Moolanomy offers a very helpful guide to some of the ratios that can help you evaluate the value of an individual stock:

  • P/E Ratio: This is the Price to Earnings Ratio. It represents a comparison between the current share price and the earnings per share.
  • PEG Ratio: This is the Price to Earnings to Growth Ratio. This measure takes into account the growth of the company, in addition to its current share price and earnings.
  • PEGY Ratio: This builds on the previous two evaluations to consider a dividend yield.
  • P/B Ratio: Price-To-Book ratio compares the share price to its book value. The book value is the company’s total asset value — looking at balance sheet.

All of these ratios can be helpful in determining whether or not a company is overvalued or undervalued. If a stock is undervalued, it is generally considered a good buy. At some point, according to the theory of the stock market, the share price will rise to meet the value of the investment.

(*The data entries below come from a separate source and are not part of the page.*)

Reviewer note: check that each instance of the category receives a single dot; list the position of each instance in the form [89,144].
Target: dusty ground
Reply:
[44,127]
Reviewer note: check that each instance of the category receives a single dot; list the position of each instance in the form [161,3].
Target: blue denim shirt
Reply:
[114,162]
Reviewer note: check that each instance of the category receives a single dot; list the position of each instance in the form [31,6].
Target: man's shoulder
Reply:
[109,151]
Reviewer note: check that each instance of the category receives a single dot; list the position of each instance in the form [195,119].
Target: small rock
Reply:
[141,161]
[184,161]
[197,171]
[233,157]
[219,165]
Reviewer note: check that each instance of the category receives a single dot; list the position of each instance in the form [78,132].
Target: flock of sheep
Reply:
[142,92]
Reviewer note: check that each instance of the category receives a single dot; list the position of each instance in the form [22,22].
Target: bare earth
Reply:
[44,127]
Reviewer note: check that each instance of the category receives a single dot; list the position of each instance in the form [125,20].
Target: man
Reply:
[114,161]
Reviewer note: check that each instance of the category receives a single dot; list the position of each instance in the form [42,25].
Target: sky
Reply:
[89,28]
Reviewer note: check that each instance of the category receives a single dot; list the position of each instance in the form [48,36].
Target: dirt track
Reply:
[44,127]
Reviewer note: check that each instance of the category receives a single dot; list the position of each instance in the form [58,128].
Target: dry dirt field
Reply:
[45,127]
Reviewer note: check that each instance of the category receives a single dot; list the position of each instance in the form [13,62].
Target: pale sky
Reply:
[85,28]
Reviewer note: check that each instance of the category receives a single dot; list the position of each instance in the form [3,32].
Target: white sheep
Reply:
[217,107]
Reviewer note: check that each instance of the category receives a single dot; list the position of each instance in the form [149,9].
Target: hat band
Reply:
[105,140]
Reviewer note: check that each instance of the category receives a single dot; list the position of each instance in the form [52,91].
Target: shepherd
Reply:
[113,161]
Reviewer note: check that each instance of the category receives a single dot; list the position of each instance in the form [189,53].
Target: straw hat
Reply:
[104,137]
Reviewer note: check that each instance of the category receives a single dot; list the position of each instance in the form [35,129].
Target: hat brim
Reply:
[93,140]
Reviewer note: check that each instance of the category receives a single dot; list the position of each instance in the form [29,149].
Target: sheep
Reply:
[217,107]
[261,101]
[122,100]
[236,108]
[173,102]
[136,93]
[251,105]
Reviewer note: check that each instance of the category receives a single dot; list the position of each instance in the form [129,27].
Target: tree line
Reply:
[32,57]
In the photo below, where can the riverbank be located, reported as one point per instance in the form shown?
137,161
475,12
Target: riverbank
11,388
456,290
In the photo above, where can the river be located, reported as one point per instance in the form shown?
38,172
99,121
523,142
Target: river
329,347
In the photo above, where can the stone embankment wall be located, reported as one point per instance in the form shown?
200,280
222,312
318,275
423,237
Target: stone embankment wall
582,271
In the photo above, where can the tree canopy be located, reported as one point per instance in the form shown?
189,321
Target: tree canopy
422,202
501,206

However, even the best evaluations do not take into account the future, and you can still lose out. This is precisely why I’m not into individual stock picking. While some people do well at it, and can do it for entertainment, I am not one of them. I prefer the safety of index funds to the stresses of picking stocks. But there are plenty of those who find stock picking exhilarating and profitable.

Disclaimer: I am not an investment professional. Nothing in this piece or on this Web site should be construed as investment advice. Before making investment decisions, do your own research and/or consult with an investment professional. All investment comes with the risk of loss. You are responsible for your own investment decisions and any loss that may result from your decisions.